The sad truth is that our passions are usually for things that do not matter all that much.  We have a passion for social media but it has not satisfied our desire for friendship and we are online but still lonely.  We have a passion for pleasure but the shape of this pleasure seems to be solitary games on smartphones and tablets and computers as well as porn that substitutes for true love.  We have a passion for self but the cost of such self-centeredness is often the pursuit of anything more than the feeling and whim of the moment.  The reality is that your dream job may only ever be a dream, that your perfect spouse may not exist in flesh and blood, that your passions are better the good things that you must learn to value more than innate instincts and desires.

Passion is overrated.  Steadfastness under pressure and in the face of unpleasantness is underrated in church and home and life.  It is just as dangerous to talk about faith as passion or it may be as distant from us as the unfulfilled dreams that occupy our idle moments.  If we only go to church when we feel like it, we will not go at all.  If we do not pray except when we cannot avoid the urgency or when we really want to pray, we will never pray.  If we take personal devotion time only when we have the time or the desire, our spiritual lives will grow stale and sterile.  If we read Scripture only when we are passionate about it, the cover will gather dust.  Passion is overrated.  Force yourself to do what is good and right and salutary and pray the Lord that these may become your new and true passions.

4 comments:

Anonymous said...

Amen. The only passion that counts is our Lord's as he suffered and died for our sins.
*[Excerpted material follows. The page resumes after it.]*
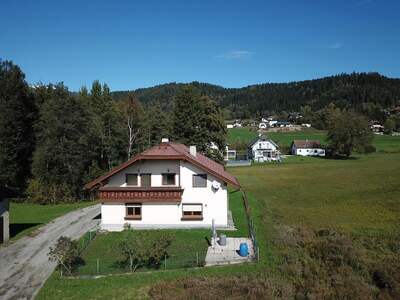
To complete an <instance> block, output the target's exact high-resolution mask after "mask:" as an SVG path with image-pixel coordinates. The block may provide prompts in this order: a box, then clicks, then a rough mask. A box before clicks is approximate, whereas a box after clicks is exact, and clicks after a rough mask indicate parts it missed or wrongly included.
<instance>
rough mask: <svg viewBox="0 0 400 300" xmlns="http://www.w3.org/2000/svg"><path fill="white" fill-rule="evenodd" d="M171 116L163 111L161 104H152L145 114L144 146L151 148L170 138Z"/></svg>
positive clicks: (170, 133) (150, 103) (146, 111)
mask: <svg viewBox="0 0 400 300" xmlns="http://www.w3.org/2000/svg"><path fill="white" fill-rule="evenodd" d="M169 120H170V119H169V114H168V113H167V112H164V111H163V110H162V109H161V105H160V103H159V102H153V103H150V104H149V105H148V107H147V109H146V112H145V136H144V141H143V142H144V146H145V147H146V148H149V147H151V146H154V145H156V144H159V143H160V142H161V139H162V138H170V135H171V128H170V127H171V125H170V122H169Z"/></svg>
That is true passion. Thanks for a great article, once again.

David Gray said...

"Zeal for thy house has consumed me O Lord."

That was not viewed as a flaw.

John Joseph Flanagan said...

I have my own definition of passion and the place of passion in our lives. We should strive to increase our passion for Christ, passion for righteousness, passion for people and the lost, a passion to live humbly, a passion to share the gospel and the hope of salvation when opportunities are presented, and a passion to pray. Passion....you see....is a good thing if it is for the right reason.

ErnestO said...

Passion changes if you are one in Christ. If we are never moved to change when reading the Bible, then let us ask ourselves if we have understood it, for God’s Word must always bring reformation when it is rightly comprehended.